The fundraise comes in the form of debt, options, warrants or other securities, the document filed with the Securities and Exchange Commission said. Robert Barnard, a company official, declined comment on the funding.
The company’s lead product is called StrataGraft skin tissue and is made of human cells that act as a temporary wound cover, fight bacterial infections and promote healing by a patient’s own cells. The skin substitute is intended for use by burn victims or patients suffering from chronic, non-healing wounds, such as diabetic foot ulcers.
The skin substitute is used to cover a patient’s skin so it can heal for a number of weeks before the next phase of an operation. Typically, cadaver skin is used for that purpose, but that can bring infection risks associated with contamination.

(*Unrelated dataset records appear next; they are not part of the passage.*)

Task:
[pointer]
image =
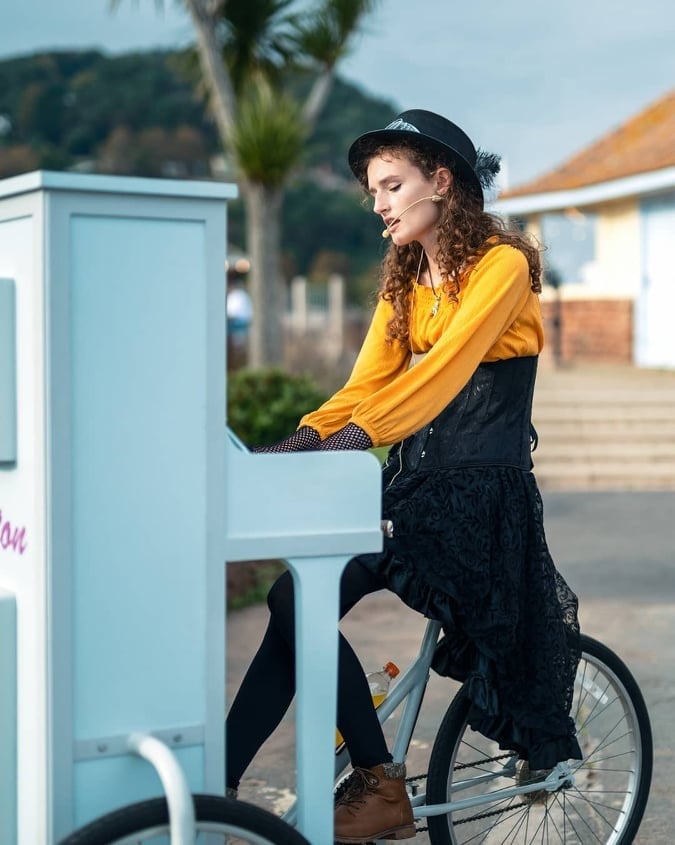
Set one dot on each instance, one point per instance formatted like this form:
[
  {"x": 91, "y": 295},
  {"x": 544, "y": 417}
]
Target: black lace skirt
[{"x": 469, "y": 550}]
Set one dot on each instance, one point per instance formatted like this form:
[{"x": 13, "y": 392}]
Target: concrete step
[
  {"x": 610, "y": 476},
  {"x": 602, "y": 450},
  {"x": 605, "y": 428}
]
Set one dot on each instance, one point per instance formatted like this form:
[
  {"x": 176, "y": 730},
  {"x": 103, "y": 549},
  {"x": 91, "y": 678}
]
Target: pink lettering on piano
[{"x": 12, "y": 538}]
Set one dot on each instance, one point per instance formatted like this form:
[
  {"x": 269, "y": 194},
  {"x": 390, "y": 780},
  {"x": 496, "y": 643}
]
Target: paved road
[{"x": 617, "y": 550}]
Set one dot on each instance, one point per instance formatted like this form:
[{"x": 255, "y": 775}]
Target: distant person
[
  {"x": 446, "y": 373},
  {"x": 239, "y": 318}
]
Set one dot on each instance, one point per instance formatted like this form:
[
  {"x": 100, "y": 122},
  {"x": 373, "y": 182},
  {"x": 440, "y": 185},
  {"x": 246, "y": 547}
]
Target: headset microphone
[{"x": 433, "y": 198}]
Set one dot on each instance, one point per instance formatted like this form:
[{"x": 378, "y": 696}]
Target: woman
[{"x": 446, "y": 372}]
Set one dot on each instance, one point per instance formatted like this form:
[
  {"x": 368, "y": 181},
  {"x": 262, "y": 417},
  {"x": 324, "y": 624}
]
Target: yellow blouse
[{"x": 496, "y": 316}]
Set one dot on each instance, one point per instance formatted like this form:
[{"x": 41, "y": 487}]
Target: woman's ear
[{"x": 443, "y": 180}]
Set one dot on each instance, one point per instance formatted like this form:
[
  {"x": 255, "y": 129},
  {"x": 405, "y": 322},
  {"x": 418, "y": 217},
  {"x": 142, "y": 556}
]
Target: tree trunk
[{"x": 266, "y": 284}]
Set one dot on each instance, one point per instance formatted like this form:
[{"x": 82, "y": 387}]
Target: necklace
[{"x": 437, "y": 295}]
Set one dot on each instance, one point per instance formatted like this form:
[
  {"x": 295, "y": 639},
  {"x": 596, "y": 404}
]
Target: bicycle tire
[
  {"x": 611, "y": 784},
  {"x": 148, "y": 821}
]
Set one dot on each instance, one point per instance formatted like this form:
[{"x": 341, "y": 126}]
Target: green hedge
[{"x": 263, "y": 406}]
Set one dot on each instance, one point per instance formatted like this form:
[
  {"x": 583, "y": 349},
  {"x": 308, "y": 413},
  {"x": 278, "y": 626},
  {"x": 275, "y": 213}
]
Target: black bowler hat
[{"x": 431, "y": 132}]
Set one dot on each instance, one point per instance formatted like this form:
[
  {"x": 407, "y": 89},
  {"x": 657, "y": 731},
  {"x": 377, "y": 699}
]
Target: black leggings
[{"x": 269, "y": 684}]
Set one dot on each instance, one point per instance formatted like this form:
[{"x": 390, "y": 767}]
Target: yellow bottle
[{"x": 379, "y": 688}]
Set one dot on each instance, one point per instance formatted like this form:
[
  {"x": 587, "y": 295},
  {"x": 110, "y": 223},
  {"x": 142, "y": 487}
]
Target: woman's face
[{"x": 395, "y": 184}]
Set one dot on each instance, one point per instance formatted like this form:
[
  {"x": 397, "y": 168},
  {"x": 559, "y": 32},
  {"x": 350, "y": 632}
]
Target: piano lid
[{"x": 301, "y": 504}]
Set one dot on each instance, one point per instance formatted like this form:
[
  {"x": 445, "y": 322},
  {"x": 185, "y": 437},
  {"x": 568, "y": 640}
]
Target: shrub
[{"x": 264, "y": 406}]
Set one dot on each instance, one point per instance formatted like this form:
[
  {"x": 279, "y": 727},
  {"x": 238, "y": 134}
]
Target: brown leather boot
[{"x": 375, "y": 806}]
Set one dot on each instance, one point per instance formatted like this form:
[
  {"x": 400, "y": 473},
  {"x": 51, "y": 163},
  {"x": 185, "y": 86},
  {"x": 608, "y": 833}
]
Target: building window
[{"x": 569, "y": 240}]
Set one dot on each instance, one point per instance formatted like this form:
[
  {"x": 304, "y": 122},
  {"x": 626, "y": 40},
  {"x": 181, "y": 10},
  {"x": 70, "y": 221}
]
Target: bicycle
[{"x": 475, "y": 792}]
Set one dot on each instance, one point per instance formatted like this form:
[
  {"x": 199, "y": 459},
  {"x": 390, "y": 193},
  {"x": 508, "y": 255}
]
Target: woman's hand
[
  {"x": 302, "y": 440},
  {"x": 349, "y": 437}
]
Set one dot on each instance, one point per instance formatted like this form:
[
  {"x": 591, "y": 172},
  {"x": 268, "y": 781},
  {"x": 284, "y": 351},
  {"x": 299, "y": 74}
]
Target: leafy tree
[{"x": 246, "y": 49}]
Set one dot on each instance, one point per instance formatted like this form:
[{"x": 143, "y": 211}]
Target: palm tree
[{"x": 246, "y": 49}]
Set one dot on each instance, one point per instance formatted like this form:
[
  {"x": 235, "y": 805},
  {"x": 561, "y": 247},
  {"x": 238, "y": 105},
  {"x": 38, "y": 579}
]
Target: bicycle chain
[{"x": 458, "y": 768}]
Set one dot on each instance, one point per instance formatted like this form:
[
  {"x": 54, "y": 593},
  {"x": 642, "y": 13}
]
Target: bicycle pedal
[{"x": 525, "y": 776}]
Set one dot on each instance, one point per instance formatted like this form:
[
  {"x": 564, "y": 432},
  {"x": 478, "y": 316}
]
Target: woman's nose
[{"x": 379, "y": 206}]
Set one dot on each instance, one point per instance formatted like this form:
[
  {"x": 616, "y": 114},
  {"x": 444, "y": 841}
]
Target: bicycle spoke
[{"x": 600, "y": 805}]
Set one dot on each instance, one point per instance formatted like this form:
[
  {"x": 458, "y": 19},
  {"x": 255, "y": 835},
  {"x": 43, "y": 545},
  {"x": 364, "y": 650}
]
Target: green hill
[{"x": 142, "y": 114}]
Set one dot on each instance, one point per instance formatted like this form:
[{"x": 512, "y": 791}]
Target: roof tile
[{"x": 644, "y": 143}]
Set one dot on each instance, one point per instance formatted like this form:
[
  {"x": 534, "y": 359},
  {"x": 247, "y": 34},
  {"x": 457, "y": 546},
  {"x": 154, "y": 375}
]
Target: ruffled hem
[{"x": 469, "y": 550}]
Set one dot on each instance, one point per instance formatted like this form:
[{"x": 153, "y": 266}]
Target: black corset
[{"x": 487, "y": 423}]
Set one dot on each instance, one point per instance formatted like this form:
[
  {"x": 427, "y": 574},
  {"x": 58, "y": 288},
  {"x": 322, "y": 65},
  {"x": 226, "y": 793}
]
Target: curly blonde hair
[{"x": 465, "y": 233}]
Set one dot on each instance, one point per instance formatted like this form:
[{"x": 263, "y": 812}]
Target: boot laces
[{"x": 358, "y": 785}]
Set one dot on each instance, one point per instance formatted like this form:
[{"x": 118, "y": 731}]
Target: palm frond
[{"x": 269, "y": 134}]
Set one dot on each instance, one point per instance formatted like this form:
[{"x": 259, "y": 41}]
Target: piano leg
[{"x": 317, "y": 589}]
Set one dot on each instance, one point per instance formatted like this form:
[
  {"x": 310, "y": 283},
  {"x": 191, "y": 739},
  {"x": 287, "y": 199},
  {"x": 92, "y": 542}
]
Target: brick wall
[{"x": 591, "y": 330}]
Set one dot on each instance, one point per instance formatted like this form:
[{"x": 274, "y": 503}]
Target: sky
[{"x": 534, "y": 81}]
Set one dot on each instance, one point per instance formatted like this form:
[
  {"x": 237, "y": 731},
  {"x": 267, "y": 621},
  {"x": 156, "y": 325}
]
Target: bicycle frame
[{"x": 410, "y": 687}]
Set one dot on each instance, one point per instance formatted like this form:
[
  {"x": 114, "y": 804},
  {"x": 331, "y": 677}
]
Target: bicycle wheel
[
  {"x": 606, "y": 802},
  {"x": 218, "y": 820}
]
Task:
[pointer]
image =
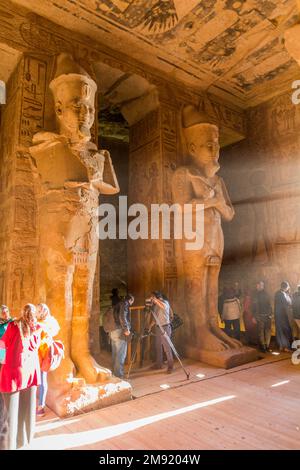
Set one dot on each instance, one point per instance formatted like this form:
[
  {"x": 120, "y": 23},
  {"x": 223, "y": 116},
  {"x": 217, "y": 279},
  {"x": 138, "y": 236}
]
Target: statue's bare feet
[
  {"x": 231, "y": 342},
  {"x": 59, "y": 378},
  {"x": 90, "y": 370}
]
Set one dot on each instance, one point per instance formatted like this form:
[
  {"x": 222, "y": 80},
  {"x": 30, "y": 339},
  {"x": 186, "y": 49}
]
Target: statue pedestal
[
  {"x": 225, "y": 359},
  {"x": 81, "y": 397}
]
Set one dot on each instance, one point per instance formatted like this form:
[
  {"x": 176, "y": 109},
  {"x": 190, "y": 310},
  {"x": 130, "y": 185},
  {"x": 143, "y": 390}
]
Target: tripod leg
[
  {"x": 133, "y": 356},
  {"x": 168, "y": 339}
]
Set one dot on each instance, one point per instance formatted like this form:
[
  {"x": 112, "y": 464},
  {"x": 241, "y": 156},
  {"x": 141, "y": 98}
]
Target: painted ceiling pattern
[{"x": 228, "y": 46}]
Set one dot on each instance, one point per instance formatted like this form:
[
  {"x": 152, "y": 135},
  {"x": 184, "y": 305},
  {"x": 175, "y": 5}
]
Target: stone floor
[{"x": 255, "y": 406}]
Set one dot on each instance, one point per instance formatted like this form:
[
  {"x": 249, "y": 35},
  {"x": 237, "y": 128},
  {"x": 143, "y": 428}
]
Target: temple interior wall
[{"x": 262, "y": 176}]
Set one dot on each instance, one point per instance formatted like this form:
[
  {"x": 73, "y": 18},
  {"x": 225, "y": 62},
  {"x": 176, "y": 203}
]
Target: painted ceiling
[{"x": 233, "y": 48}]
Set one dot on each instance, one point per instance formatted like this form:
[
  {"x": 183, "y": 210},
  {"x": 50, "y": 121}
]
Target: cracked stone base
[
  {"x": 225, "y": 359},
  {"x": 82, "y": 398}
]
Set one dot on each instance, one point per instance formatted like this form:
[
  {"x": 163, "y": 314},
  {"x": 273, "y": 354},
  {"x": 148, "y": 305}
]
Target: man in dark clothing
[
  {"x": 119, "y": 334},
  {"x": 282, "y": 304},
  {"x": 296, "y": 308},
  {"x": 262, "y": 310},
  {"x": 115, "y": 298},
  {"x": 163, "y": 313}
]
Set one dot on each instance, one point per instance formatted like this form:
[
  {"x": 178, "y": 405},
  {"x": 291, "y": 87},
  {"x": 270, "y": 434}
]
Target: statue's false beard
[
  {"x": 78, "y": 134},
  {"x": 212, "y": 168}
]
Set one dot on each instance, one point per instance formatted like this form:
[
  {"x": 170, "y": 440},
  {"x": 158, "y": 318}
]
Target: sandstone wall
[{"x": 262, "y": 174}]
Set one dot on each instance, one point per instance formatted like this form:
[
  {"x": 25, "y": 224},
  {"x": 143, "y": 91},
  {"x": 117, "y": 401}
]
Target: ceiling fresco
[{"x": 232, "y": 48}]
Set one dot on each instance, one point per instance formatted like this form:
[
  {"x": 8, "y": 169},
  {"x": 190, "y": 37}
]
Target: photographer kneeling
[
  {"x": 119, "y": 335},
  {"x": 163, "y": 312}
]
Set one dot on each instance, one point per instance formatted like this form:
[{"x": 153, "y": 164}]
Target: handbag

In January, Stratatech said it had reached an agreement with an unidentified Fortune 200 company to “create a product that prevents skin wounds by enhancing the resiliency of compromised or susceptible skin.” Stratatech said at the time that the StrataGraft product was proceeding through clinical trials that would help it along the path to approval by the Food and Drug Administration.
The company was founded in 2000 by Lynn Allen-Hoffman, a University of Wisconsin pathology professor. The company had raised about $11.5 million from angel investors through February 2009, according to an article in the Milwaukee Journal-Sentinel. Stratatech has also grabbed $14.5 million in federal research grants from agencies such as the National Institutes of Health and the Department of Defense.
Stratatech’s revenue falls between $1 million and $5 million, according to the regulatory filing.